Strandberg Eva Lena, Ovhed Ingvar, Borgquist Lars, Wilhelmsson Susan
Lund University, Department of Clinical Sciences, Malmö, Family Medicine, Malmö University Hospital, SE-205 02, Malmö, Sweden.
BMC Fam Pract. 2007 Mar 8;8:8. doi: 10.1186/1471-2296-8-8.
The definition of primary care varies between countries. Swedish primary care has developed from a philosophic viewpoint based on quality, accessibility, continuity, co-operation and a holistic view. The meaning of holism in international literature differs between medicine and nursing. The question is, if the difference is due to different educational traditions. Due to the uncertainties in defining holism and a holistic view we wished to study, in depth, how holism is perceived by doctors and nurses in their clinical work. Thus, the aim was to explore the perceived meaning of a holistic view among general practitioners (GPs) and district nurses (DNs).
Seven focus group interviews with a purposive sample of 22 GPs and 20 nurses working in primary care in two Swedish county councils were conducted. The interviews were transcribed verbatim and analysed using qualitative content analysis.

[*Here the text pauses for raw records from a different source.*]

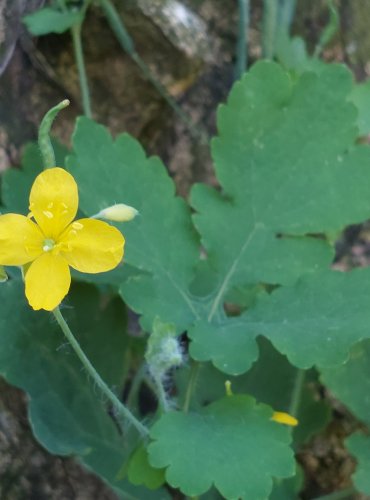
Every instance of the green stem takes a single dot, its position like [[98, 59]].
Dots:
[[137, 380], [128, 46], [297, 393], [270, 16], [46, 148], [242, 44], [161, 394], [118, 406], [194, 373], [77, 46], [339, 495]]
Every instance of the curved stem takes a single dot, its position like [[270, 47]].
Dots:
[[46, 148], [77, 46], [118, 406], [297, 393], [242, 45], [194, 372]]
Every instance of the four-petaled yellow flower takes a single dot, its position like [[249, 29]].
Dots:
[[54, 242]]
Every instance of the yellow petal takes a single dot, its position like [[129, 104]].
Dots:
[[284, 418], [54, 201], [47, 281], [20, 240], [92, 246]]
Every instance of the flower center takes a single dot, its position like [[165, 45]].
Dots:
[[48, 244]]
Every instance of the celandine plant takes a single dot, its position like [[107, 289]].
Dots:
[[241, 313]]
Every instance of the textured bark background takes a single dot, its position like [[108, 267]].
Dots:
[[41, 72]]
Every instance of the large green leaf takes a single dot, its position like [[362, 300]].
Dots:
[[350, 382], [232, 444], [287, 161], [314, 322], [161, 243], [67, 414]]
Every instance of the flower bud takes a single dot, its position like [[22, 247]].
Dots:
[[284, 418], [118, 213]]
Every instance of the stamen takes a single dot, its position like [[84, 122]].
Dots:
[[48, 245]]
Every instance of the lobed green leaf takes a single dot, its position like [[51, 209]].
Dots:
[[231, 444]]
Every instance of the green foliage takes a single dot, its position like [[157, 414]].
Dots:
[[164, 254], [234, 423], [65, 410], [141, 472], [251, 264], [51, 20]]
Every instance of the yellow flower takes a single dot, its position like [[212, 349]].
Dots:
[[54, 242]]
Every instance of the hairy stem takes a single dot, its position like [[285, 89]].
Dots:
[[194, 373], [118, 406], [127, 44], [297, 393], [270, 17], [242, 44], [161, 394]]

The analysis resulted in three categories, attitude, knowledge, and circumstances, with two, two and four subcategories respectively. A professional attitude involves recognising the whole person; not only fragments of a person with a disease. Factual knowledge is acquired through special training and long professional experience. Tacit knowledge is about feelings and social competence. Circumstances can either be barriers or facilitators. A holistic view is a strong motivator and as such it is a facilitator. The way primary care is organised can be either a barrier or a facilitator and could influence the use of a holistic approach. Defined geographical districts and care teams facilitate a holistic view with house calls being essential, particularly for nurses. In preventive work and palliative care, a holistic view was stated to be specifically important. Consultations and communication with the patient were seen as important tools.

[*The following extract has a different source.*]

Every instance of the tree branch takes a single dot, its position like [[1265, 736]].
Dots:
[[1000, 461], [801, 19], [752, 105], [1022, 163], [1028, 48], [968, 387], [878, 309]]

'Holistic view' is multidimensional, well implemented and very much alive among both GPs and DNs. The word holistic should really be spelled 'wholistic' to avoid confusion with complementary and alternative medicine. It was obvious that our participants were able to verbalize the meaning of a 'wholistic' view through narratives about their clinical, every day work. The possibility to implement a 'wholistic' perspective in their work with patients offers a strong motivation for GPs and DNs.
各国对初级保健的定义不尽相同。瑞典的初级保健是基于质量、可及性、连续性、合作及整体观的哲学观点发展而来的。国际文献中整体观在医学和护理领域的含义有所不同。问题在于,这种差异是否源于不同的教育传统。由于在定义整体观和整体视角方面存在不确定性,我们希望深入研究医生和护士在临床工作中如何理解整体观。因此,本研究旨在探讨全科医生(GPs)和社区护士(DNs)对整体视角的理解含义。
对瑞典两个郡议会从事初级保健工作的22名全科医生和20名护士进行了有目的抽样的七次焦点小组访谈。访谈内容逐字记录,并采用定性内容分析法进行分析。
分析得出三个类别,即态度、知识和环境,分别包含两个、两个和四个子类别。专业态度包括认识到完整的人,而不仅仅是患有疾病的人的各个部分。事实性知识通过专门培训和长期专业经验获得。隐性知识涉及情感和社交能力。环境既可能是障碍,也可能是促进因素。整体观是一种强大的动力,因此是一种促进因素。初级保健的组织方式既可能是障碍,也可能是促进因素,并且可能影响整体方法的使用。明确的地理区域和护理团队有助于形成整体观,上门服务至关重要,尤其是对护士而言。在预防工作和姑息治疗中,整体观被认为特别重要。与患者的咨询和沟通被视为重要工具。
“整体观”是多维度的,在全科医生和社区护士中得到了很好的贯彻且非常活跃。“holistic”这个词实际上应该拼写为“wholistic”,以避免与补充和替代医学混淆。很明显,我们的参与者能够通过讲述他们日常临床工作中的故事来阐述“wholistic”观点的含义。在与患者的工作中实施“wholistic”视角的可能性为全科医生和社区护士提供了强大的动力。